During the summer, the coronavirus pandemic ravaged the Rio Grande Valley, in the southern tip of Texas along the border with Mexico. In July, ambulances lined up in a grim parade, waiting to drop patients at emergency rooms. Some funeral homes ordered refrigerated trucks to store bodies.

As of Wednesday, more than 63,200 coronavirus cases had been reported and more than 3,200 people had died in the four counties that constitute the valley — more fatalities than in any of the urban centers of Dallas, Houston and San Antonio.

The valley’s predominantly Latino population is among the poorest in Texas and among the most susceptible to the worst effects of the virus.

During such a crisis, holding a football season might seem inconsequential.
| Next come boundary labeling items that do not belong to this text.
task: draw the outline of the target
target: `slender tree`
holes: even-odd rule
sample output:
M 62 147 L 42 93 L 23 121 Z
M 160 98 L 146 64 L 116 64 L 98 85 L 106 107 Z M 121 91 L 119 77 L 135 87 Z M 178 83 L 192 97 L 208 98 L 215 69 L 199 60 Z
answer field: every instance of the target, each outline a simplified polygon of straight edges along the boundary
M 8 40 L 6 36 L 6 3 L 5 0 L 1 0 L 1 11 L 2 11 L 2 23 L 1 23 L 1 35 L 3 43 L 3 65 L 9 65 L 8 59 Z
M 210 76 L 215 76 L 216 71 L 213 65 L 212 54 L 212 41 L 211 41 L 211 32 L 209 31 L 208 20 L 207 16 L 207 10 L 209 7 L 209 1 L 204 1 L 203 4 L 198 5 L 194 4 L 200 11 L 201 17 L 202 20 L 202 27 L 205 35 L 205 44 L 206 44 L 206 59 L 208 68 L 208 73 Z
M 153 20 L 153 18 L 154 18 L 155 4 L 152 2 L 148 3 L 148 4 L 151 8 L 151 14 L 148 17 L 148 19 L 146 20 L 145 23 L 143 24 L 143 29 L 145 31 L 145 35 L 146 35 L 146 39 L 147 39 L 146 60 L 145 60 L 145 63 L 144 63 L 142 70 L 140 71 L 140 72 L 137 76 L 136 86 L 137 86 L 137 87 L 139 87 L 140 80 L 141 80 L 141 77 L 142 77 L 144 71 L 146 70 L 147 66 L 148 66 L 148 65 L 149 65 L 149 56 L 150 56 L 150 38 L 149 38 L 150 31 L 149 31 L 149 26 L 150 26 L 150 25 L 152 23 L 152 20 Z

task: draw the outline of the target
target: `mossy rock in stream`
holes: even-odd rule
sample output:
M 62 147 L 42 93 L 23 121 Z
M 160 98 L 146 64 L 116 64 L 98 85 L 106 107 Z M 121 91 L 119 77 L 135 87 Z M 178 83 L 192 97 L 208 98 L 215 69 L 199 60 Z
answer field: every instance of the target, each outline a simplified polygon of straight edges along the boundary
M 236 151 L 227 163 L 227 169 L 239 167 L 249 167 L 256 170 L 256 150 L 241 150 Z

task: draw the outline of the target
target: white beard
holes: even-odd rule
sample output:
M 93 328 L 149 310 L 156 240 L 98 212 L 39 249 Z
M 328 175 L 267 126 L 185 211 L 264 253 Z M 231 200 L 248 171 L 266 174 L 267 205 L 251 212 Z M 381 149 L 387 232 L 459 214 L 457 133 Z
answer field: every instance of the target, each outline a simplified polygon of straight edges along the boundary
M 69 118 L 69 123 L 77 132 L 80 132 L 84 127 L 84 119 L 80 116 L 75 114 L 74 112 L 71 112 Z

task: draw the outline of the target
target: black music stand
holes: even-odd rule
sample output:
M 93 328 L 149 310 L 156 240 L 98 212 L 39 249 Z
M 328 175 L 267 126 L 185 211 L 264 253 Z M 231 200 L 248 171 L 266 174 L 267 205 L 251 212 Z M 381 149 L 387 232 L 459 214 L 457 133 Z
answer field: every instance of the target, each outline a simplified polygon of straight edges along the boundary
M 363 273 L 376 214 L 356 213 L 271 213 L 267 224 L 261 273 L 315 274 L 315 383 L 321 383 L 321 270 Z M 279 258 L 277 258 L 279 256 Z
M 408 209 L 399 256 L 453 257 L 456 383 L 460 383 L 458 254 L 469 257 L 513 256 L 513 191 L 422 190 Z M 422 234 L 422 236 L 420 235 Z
But the game is perhaps more urgent and galvanizing in Texas than anywhere else. As towns along or near the Rio Grande have shut off their Friday night lights, or left them flickering in uncertainty, there has been a sense of cultural casualty.

In late August, the school district that includes Palmview High, La Joya High and Juarez-Lincoln High decided to cancel fall sports. But some parents and athletes protested, and in late September officials reconsidered. In the end, though, only Palmview decided to proceed with football — and only with severe limitations and precautions.

Jeré Longman, a sports reporter for The New York Times, spoke to players, their families and coaches about the decision.

“We have to be very cautious,” said Ernesto Lerma, an assistant coach for Palmview who, at 78, would be especially vulnerable to the virus. “This is a deadly disease.”